On the other hand, building B2B products (i.e., business-to-business) can be easier because companies not only have larger budgets in general, but also have budget already allocated to software subscriptions specifically. Asking a consumer to pay $200/mo for something is a huge ask, whereas many businesses wouldn't bat an eye.

3. Price your B2B product under the "approval bar"

At my last startup, we found that most employees with a company card didn't need to get approval for purchases under $5k/yr.

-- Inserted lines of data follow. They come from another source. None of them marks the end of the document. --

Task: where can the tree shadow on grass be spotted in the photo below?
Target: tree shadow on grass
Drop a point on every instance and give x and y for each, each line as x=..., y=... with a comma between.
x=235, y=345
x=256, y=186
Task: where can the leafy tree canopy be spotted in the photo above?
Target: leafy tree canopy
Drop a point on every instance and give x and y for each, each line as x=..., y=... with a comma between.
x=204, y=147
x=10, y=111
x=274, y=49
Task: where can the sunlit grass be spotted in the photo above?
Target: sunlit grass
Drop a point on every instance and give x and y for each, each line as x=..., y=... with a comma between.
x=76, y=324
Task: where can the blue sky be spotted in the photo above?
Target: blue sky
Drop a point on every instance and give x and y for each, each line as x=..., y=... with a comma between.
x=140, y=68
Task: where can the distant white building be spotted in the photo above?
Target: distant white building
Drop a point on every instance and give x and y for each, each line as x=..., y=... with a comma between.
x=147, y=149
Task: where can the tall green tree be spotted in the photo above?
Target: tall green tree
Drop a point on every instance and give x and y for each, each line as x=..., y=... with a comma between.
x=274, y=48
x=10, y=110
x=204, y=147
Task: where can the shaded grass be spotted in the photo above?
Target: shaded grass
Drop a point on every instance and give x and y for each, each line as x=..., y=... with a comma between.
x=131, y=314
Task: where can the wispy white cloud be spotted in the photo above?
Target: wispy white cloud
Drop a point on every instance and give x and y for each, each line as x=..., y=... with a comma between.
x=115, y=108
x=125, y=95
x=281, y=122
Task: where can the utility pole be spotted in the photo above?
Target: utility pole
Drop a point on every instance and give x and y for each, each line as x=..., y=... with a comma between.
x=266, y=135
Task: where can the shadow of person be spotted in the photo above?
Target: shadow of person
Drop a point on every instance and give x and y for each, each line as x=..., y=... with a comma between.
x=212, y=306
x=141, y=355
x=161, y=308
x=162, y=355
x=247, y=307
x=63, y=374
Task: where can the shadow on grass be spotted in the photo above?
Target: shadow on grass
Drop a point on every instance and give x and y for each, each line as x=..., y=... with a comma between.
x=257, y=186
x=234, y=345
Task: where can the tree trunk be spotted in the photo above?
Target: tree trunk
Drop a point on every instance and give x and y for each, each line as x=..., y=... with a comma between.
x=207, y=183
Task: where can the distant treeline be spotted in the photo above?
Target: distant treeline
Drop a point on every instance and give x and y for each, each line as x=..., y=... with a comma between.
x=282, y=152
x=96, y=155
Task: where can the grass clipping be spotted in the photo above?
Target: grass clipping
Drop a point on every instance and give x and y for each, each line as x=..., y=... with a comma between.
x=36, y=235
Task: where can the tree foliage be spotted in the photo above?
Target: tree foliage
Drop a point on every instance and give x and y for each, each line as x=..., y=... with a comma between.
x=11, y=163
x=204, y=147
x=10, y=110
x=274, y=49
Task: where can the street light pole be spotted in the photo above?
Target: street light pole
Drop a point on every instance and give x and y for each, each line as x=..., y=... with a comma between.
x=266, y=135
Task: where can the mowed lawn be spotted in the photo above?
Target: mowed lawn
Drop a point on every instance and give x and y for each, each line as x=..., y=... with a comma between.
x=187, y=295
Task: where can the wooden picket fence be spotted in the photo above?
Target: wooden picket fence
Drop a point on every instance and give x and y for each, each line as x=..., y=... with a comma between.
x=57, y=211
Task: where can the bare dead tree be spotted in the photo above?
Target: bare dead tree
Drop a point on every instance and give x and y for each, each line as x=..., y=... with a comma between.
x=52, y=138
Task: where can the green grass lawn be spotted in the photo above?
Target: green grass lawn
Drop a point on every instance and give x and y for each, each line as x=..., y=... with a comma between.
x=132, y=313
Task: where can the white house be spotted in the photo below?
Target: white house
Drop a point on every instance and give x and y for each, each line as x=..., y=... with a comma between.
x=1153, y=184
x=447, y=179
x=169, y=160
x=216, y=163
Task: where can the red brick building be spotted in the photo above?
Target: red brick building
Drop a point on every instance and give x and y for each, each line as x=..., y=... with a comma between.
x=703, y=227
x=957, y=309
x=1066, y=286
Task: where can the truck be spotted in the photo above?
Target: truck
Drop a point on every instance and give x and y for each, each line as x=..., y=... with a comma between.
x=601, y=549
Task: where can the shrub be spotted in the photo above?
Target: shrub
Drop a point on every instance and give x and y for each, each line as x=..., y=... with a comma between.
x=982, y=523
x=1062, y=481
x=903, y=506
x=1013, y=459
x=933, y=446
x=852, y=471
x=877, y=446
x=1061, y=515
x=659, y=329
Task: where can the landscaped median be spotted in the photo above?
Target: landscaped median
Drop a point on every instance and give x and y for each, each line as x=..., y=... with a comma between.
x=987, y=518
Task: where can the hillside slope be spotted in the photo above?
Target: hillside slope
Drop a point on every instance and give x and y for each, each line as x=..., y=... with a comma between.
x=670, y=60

Patrick McKenzie found something similar in his experience selling to enterprises:

"Because the whole [procurement] rigamarole costs several hundred dollars in employee salary to approve any [purchase order], most internal Purchasing Departments have a few enumerated exceptions. One is an upper limit on expenses a worker or low-level manager can approve on their own authority without ceremony, generally by putting them on a corporate credit card. This limit is customarily $500 or $1,000. The greatest hack the software industry came up with in the last twenty years is monthly billing, because it lets you sell a four-figure product for $499 a month, evading the internal purchasing controls which hamper your users from getting their work done. This is why substantially every SaaS business should have a plan priced between $250 and $499 a month, because corporate employees will expense it on the card. It is not their money so it doesn't matter whether it is $99, $250, or $499 a month, as all those figures are literally rounding error to this customer, which is why they don't bother controlling for purchases that small. Accordingly, you should price to the high end of that range."

What I'm doing

My subscription data product is now entering a private beta. On the second day of building it, I had friendly price discovery calls with a few people who represented my target customer. From those conversations, I realized (1) companies that were strategically interested in the data I'd organized would pay for it, and (2) a price point of around $250/mo would be reasonable.

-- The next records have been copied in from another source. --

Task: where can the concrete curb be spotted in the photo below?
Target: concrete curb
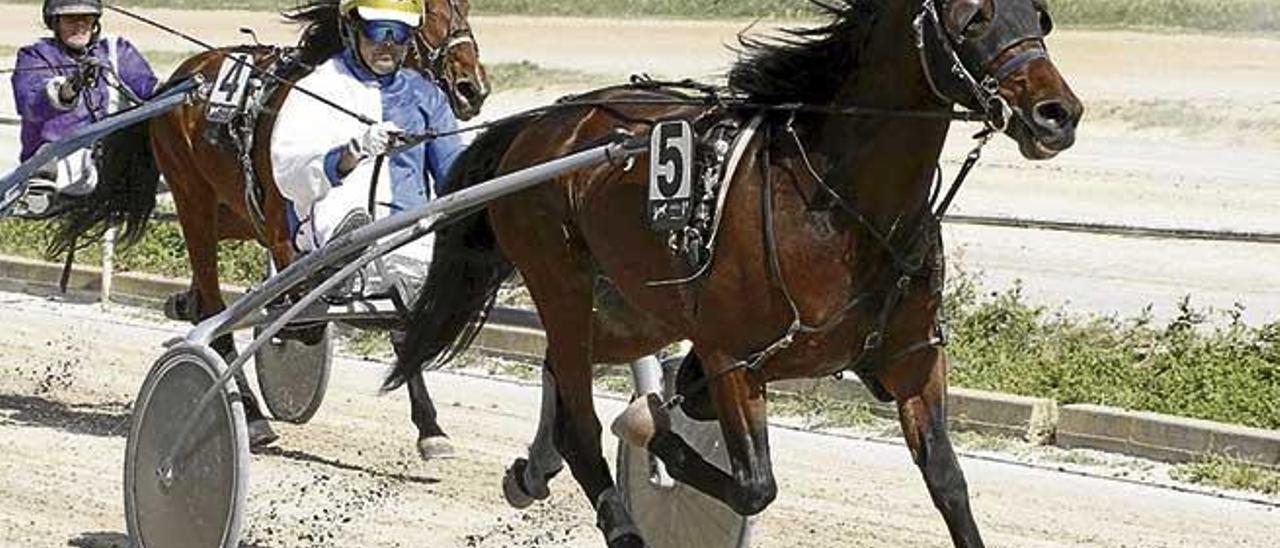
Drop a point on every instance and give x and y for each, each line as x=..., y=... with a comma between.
x=517, y=333
x=1164, y=437
x=988, y=412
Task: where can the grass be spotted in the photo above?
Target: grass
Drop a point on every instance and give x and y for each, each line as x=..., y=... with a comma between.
x=525, y=74
x=821, y=411
x=1201, y=118
x=1229, y=473
x=1201, y=364
x=161, y=251
x=1247, y=16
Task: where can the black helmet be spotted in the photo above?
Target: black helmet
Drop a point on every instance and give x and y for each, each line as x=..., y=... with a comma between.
x=54, y=8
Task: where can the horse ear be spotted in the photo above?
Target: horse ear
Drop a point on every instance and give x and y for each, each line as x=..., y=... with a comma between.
x=1046, y=19
x=959, y=16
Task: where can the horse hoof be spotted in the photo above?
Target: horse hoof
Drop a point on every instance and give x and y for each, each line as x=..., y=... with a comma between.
x=435, y=447
x=641, y=420
x=627, y=540
x=260, y=434
x=179, y=306
x=511, y=485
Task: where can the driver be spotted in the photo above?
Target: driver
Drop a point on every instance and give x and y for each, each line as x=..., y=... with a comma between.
x=64, y=82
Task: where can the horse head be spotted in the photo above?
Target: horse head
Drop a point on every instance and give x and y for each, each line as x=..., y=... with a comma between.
x=990, y=55
x=449, y=51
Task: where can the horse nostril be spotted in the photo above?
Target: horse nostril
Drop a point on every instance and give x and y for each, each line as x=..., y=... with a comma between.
x=1052, y=115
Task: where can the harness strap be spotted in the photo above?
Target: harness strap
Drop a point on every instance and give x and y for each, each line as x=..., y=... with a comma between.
x=741, y=141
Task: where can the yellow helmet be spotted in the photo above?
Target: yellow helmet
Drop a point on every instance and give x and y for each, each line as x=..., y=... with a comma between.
x=408, y=12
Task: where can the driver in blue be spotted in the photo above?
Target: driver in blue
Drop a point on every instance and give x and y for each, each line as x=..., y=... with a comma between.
x=323, y=160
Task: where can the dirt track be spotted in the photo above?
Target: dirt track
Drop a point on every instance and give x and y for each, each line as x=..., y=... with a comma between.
x=68, y=371
x=351, y=478
x=1182, y=131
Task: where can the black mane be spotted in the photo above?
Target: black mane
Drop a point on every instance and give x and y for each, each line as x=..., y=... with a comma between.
x=320, y=36
x=805, y=64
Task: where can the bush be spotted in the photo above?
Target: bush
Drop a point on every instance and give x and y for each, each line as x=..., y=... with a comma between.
x=1226, y=371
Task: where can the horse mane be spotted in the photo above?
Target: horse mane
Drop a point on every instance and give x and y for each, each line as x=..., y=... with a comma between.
x=804, y=64
x=320, y=36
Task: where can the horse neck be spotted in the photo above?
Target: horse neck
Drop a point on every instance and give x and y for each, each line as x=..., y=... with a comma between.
x=886, y=164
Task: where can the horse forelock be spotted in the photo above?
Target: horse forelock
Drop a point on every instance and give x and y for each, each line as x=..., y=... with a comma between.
x=320, y=37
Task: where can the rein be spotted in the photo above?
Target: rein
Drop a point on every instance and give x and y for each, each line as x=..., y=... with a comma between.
x=453, y=37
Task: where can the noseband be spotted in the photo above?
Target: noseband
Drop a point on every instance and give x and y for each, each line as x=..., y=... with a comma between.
x=951, y=59
x=457, y=35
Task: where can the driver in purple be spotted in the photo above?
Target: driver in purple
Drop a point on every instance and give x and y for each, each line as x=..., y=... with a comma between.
x=64, y=82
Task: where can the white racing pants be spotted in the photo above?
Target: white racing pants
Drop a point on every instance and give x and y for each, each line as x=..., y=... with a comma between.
x=319, y=219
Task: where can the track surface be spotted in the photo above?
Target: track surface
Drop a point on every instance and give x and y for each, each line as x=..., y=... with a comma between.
x=351, y=478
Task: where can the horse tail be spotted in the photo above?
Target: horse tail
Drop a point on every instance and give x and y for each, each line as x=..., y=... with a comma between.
x=126, y=193
x=467, y=268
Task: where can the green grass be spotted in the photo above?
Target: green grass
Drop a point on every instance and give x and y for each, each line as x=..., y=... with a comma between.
x=1202, y=364
x=1192, y=365
x=1248, y=16
x=1230, y=474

Since it's just me building it, and my costs are low (excluding my time, maybe $50/mo), I took that to mean that I could run a private beta with around a dozen customers and be off to a decent start. This meant that I could do things that didn't scale, e.g., manually running crawls until recently and offering to partner closely with private beta customers to build out the platform.

Eventually, I'll probably raise this price to around $400/mo or $4k/yr to stay under that $5k/yr approval bar. But we'll find out when we do price validation before general availability.